Two additional take-aways are:
- Ground loops may arise when shielded Ethernet cable is involved, not unshielded
- Ground loops do not require the use of outdoor Ethernet runs. You can have ground loops that form with indoor installations as well!
How and why does this happen?
Electricity is your friend, but it can also harm you. For reasons that only an electrical engineer can explain fully, having multiple points of ground can cause ground potential differences in your cable system. Those ground potential differences are then literally looped back as common mode voltage, and get injected across your Ethernet cable. It’s not the voltage you want--we are not talking about PoE in this case.
Please do not confuse multiple points of bond with multiple grounds. Multiple bond points to the same AC ground system are desirable and add to your shielded cable effectiveness. Where you run into trouble is when you bond to multiple places that are not all equalized (such as two completely different AC systems, for example).
The concept of bonding vs grounding (earthing) is a confusing one for many people. Please read Residential Bonding and Grounding of Shielded Ethernet Cable Systems for a more in-depth explanation than the one provided here. If you are a commercial installer, or just curious, please take a look at Commercial Bonding and Grounding of Ethernet Cable Systems for a more advanced take on bonding and grounding.
What is the solution?
Never run shielded cable? No. That is not the solution. In the blog linked above, there are scenarios when you must use shielded cable. The primary one, and one that I consider inviolate, is when you are running Ethernet cable outside in open air scenarios. Air movement causes electrostatic discharge (ESD) build-up on your cable, especially in the dry seasons. This ESD needs a way to drain off, and this would be via the cable shield/drain wire and your ground. I learned the hard way on this one. The cost? A dead $200 Ubiquiti outdoor Wi-Fi AP.

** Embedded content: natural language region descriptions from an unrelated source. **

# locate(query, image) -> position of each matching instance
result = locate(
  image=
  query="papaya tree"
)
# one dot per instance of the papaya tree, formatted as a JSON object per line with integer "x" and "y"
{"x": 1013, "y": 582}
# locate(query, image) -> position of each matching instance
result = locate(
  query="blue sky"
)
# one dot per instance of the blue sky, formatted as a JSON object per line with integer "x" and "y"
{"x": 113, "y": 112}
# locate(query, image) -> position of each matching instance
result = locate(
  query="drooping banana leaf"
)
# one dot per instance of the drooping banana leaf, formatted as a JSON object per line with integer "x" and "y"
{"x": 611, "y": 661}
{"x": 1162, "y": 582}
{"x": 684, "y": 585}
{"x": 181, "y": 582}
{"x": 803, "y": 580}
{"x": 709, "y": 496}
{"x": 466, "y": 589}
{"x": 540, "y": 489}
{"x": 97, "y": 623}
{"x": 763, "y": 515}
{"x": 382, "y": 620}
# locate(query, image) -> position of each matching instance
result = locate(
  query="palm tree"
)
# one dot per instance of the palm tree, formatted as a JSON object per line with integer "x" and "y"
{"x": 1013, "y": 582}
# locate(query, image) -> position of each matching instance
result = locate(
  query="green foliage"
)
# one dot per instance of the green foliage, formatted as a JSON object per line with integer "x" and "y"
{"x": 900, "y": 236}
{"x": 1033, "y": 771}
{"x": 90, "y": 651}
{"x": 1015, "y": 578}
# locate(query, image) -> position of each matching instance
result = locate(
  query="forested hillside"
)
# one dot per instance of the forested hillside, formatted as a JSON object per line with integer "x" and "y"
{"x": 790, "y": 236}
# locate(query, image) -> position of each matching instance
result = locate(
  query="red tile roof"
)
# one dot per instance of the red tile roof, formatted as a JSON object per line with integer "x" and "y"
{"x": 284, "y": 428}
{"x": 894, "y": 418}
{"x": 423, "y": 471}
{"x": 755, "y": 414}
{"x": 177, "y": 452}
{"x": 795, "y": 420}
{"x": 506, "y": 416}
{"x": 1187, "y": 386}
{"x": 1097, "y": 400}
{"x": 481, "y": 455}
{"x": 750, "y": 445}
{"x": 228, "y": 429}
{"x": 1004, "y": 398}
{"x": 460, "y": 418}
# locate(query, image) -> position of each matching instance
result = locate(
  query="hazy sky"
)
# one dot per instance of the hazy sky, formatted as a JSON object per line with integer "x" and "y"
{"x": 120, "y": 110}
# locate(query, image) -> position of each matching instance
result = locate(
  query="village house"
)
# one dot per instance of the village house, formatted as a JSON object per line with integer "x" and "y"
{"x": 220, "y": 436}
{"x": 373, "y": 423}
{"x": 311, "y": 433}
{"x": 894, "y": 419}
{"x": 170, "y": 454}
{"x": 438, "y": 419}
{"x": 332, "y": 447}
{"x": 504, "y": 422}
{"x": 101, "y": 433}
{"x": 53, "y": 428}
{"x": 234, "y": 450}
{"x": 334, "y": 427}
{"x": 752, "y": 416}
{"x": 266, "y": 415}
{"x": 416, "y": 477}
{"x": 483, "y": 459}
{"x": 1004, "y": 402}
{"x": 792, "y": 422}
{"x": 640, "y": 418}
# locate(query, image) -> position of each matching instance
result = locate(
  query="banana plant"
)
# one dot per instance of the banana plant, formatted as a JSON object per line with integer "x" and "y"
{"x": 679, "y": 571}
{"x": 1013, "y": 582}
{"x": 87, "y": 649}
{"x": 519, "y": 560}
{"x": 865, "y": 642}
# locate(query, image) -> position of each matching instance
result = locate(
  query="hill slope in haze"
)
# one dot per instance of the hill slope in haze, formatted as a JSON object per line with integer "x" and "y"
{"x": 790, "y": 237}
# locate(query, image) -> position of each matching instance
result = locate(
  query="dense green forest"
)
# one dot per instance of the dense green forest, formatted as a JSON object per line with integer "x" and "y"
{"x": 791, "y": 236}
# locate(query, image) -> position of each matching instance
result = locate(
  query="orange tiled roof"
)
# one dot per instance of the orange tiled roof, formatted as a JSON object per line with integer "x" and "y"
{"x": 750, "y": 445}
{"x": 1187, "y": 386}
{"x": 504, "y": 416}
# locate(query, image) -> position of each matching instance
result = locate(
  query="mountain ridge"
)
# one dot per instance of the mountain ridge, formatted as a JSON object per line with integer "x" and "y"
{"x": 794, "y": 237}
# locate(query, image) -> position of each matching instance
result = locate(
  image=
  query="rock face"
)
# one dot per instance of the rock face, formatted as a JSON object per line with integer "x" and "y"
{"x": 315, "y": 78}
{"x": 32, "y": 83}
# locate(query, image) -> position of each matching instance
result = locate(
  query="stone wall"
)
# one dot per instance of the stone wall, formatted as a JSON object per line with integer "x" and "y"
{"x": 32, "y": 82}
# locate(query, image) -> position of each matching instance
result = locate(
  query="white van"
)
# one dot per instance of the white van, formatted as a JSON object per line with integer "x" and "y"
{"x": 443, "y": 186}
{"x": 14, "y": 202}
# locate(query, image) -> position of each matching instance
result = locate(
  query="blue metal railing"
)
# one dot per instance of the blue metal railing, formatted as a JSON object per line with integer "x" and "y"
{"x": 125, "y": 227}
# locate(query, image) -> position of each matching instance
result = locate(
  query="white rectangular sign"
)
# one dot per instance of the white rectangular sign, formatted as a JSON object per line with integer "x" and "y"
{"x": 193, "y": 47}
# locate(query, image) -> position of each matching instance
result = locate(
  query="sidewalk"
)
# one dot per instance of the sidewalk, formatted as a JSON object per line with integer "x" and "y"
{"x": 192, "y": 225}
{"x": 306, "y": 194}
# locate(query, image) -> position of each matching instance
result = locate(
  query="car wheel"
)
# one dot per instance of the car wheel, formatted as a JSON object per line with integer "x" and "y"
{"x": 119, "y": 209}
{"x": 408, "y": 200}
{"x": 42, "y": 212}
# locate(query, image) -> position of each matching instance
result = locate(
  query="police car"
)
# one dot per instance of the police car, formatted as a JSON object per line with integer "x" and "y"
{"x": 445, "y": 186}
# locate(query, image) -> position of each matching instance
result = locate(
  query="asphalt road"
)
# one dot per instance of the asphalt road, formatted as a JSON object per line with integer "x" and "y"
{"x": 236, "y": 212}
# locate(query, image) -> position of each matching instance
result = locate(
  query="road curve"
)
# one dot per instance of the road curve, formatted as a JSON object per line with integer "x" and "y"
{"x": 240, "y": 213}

An exception to this is when you use outdoor grade Ethernet CMX cable attached to the side of your structure. For example, security cameras attached to the side of your house are an installation that does not strictly require shielded Ethernet cable.
The solution is to be aware this situation can occur and mitigate it before you have trouble. Here are two infographics showing common scenarios and how to wire stuff up:Scenario #1. You are running shielded Ethernet cable between two buildings with multiple subpanels or AC mains involved. This is how you avoid a ground loop!
Take note in the above scenario, Building A. The patch panel should be a shielded patch panel if one is used. If the shielded patch panel has an auxiliary ground wire attachment (most do) then either do NOT hook it up or hook it up to your building’s AC ground wire. Do not separately ground that auxiliary wire to another ground (like a ground rod). You will only create another ground loop. More information about grounding of shielded cable can be found in our blog article, “Residential Bonding and Grounding of Shielded Ethernet Cable Systems.”
Scenario #2. You are running shielded Ethernet cable to a PoE device outside, like a Wi-Fi Access Point (AP), that is grounded where it is installed. This scenario would also apply to a run directly to a device in another building that is separately grounded. In either case, grounding of the shield at the remote site cannot be avoided.
In the above scenario, absolutely none of the outdoor shielded Ethernet cable is grounded inside the source structure. It is bonded to the ground provided at the remote structure. Using unshielded patch cables in the source structure will make sure that a ground loop is avoided.
So, there you have it. This is how to avoid ground loops in two common scenarios. Of course there are more scenarios than the two I described above. When planning your network, judicious use of shielded Ethernet cable will serve you well. Be sure to use shielded where needed, and unshielded where needed. Both types of Ethernet cable have their place. Happy Networking!